The Best Elk Rifle Is . . .

Over the years the debate has raged over what is the best elk rifle.

For a time, the 220 Swift was heralded as the best rifle known. Its most famous proponent was probably P.O. Ackley. He never said it was the best “elk” rifle, but he devoted pages to the uses of the Swift’s velocity.

When Jack O’Connor promoted the .270 Winchester some flocked, while others ran for the exits.

There probably isn’t a “best” elk rifle.


My favorite rifle for Bull Elk. A sporterized 1903A3 Springfield with a small light 4X scope in 30-06.
Light, handy, lethal.

I have made about equal one-shot kills on elk with the .270 and the 30-06, shooting 130 grain Core-Lokt, Bronze Points and Silvertips in the .270 and 180 grain Core-Lokt and Silvertips in the ’06. In third and fourth place are a 30-30 and a .300 Winchester Magnum with almost equal successes between those two.


An old Winchester Model 94 in 30-30. Light, handy, lethal.

In other hunter/writer/expert’s opinions larger calibers are needed. The .338 Winchester Magnum and the 7mm Remington Magnum seem to get a lot of press. Some even declare that the 30-06 is the bare minimum for elk.

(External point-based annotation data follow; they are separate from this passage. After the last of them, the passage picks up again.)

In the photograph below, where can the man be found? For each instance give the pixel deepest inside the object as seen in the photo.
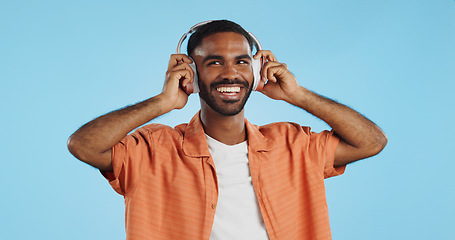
(220, 177)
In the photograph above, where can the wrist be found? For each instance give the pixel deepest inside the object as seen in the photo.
(164, 103)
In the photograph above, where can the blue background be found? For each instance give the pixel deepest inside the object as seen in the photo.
(63, 63)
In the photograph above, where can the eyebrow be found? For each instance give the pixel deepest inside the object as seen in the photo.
(218, 57)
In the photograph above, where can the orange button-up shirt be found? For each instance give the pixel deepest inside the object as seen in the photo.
(168, 179)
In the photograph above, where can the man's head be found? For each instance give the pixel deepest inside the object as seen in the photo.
(223, 58)
(213, 27)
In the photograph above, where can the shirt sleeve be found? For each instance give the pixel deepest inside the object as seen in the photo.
(322, 147)
(130, 158)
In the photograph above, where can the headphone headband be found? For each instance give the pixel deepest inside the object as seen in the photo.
(256, 42)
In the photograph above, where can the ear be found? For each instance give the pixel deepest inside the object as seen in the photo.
(192, 87)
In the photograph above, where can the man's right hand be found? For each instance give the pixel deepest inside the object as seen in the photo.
(178, 75)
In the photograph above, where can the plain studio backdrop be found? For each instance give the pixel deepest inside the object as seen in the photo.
(63, 63)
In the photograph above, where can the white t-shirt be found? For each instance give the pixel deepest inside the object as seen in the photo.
(237, 215)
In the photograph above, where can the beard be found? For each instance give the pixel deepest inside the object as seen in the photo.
(225, 107)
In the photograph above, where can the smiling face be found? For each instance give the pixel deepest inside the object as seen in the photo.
(225, 74)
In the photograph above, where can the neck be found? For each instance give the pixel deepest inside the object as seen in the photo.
(229, 130)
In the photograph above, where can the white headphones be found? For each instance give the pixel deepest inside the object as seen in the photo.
(256, 63)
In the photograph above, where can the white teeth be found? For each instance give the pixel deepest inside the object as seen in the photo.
(228, 89)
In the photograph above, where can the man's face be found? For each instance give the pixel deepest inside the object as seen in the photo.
(223, 63)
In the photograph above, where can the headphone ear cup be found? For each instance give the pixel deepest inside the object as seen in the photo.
(194, 86)
(258, 84)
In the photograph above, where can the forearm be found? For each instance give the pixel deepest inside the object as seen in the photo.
(92, 143)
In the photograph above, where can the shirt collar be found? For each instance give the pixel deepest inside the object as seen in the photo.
(195, 143)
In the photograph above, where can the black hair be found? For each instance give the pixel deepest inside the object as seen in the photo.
(213, 27)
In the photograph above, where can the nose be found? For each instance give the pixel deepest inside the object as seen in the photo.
(229, 72)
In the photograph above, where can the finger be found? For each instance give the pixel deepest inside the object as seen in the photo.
(266, 54)
(180, 77)
(269, 69)
(177, 59)
(184, 66)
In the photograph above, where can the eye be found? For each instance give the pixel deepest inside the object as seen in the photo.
(214, 63)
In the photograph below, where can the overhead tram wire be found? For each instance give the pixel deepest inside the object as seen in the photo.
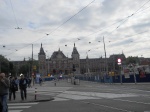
(55, 28)
(128, 17)
(70, 19)
(14, 15)
(122, 20)
(132, 14)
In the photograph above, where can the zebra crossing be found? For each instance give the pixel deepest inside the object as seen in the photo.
(18, 107)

I sometimes wonder what the minimum caliber for elk was before 1906, and if the minimum for elk today is an ’06, then what is the minimum for an elephant?

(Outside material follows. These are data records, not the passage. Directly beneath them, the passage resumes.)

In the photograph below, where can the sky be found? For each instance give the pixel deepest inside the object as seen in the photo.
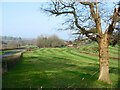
(24, 19)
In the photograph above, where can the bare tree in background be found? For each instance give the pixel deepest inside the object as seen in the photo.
(89, 19)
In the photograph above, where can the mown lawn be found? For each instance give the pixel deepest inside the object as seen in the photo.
(58, 68)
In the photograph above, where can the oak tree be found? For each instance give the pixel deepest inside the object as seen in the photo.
(89, 19)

According to Ackley and O’Connor, renowned elephant hunter W. D. M. “Karamojo” Bell, who killed over 800 elephant, used a rather small cartridge for most of his kills. In Ackley’s Handbook for Shooters and Reloaders, Volume I, he says, “For this task did he use the .416 Ridgy? The .450/500? The 600 Nitro Express? Certainly not. He used the 7mm Mauser. [ . . . ] Mr Bell found that the 7mm rifle killed elephants dead—and nothing will kill deader than dead.”


It must be a coincidence that O’Connor’s wife, Eleanor, used the same 7 X 57 Mauser to kill African game, deer and elk.

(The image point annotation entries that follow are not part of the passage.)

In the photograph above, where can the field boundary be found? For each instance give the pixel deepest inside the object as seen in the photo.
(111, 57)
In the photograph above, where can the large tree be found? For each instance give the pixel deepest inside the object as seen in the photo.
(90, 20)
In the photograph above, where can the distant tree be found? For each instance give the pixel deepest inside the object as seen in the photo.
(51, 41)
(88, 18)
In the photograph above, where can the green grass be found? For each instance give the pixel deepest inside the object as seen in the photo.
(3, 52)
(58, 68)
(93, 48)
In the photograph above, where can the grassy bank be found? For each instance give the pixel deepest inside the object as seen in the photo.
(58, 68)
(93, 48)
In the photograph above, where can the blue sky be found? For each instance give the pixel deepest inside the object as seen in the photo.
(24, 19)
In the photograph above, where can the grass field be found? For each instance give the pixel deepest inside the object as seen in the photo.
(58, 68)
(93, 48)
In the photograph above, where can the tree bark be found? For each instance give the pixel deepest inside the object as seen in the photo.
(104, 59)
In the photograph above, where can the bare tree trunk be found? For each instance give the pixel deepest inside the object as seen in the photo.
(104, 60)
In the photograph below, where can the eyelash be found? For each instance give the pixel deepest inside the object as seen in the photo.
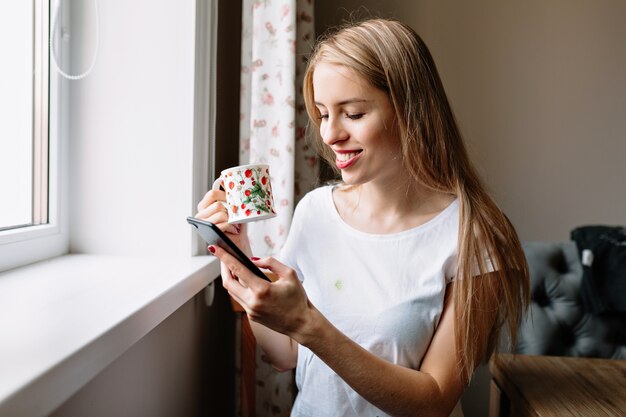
(355, 116)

Using that caliber to make kills on so many different types of game means that Eleanor O’Connor must have been a good marksman . . . um, markswoman . . . hmmm, marksperson . . . Here it is, “Eleanor O’Connor must have been a good hunter.”


A good hunter knows that elk hunting is an individual sport, in some ways like wrestling, and good wrestlers don’t get the edge by buying the best leotard available—THEY PRACTICE.
And, with practice ANY RIFLE is the best rifle for elk.


Instead of commercialized Magnum de jour or Rifle de jour maybe it should be:

Practice de jour.

An elk hunter will never go wrong with a .270/.280/30-06-class rifle.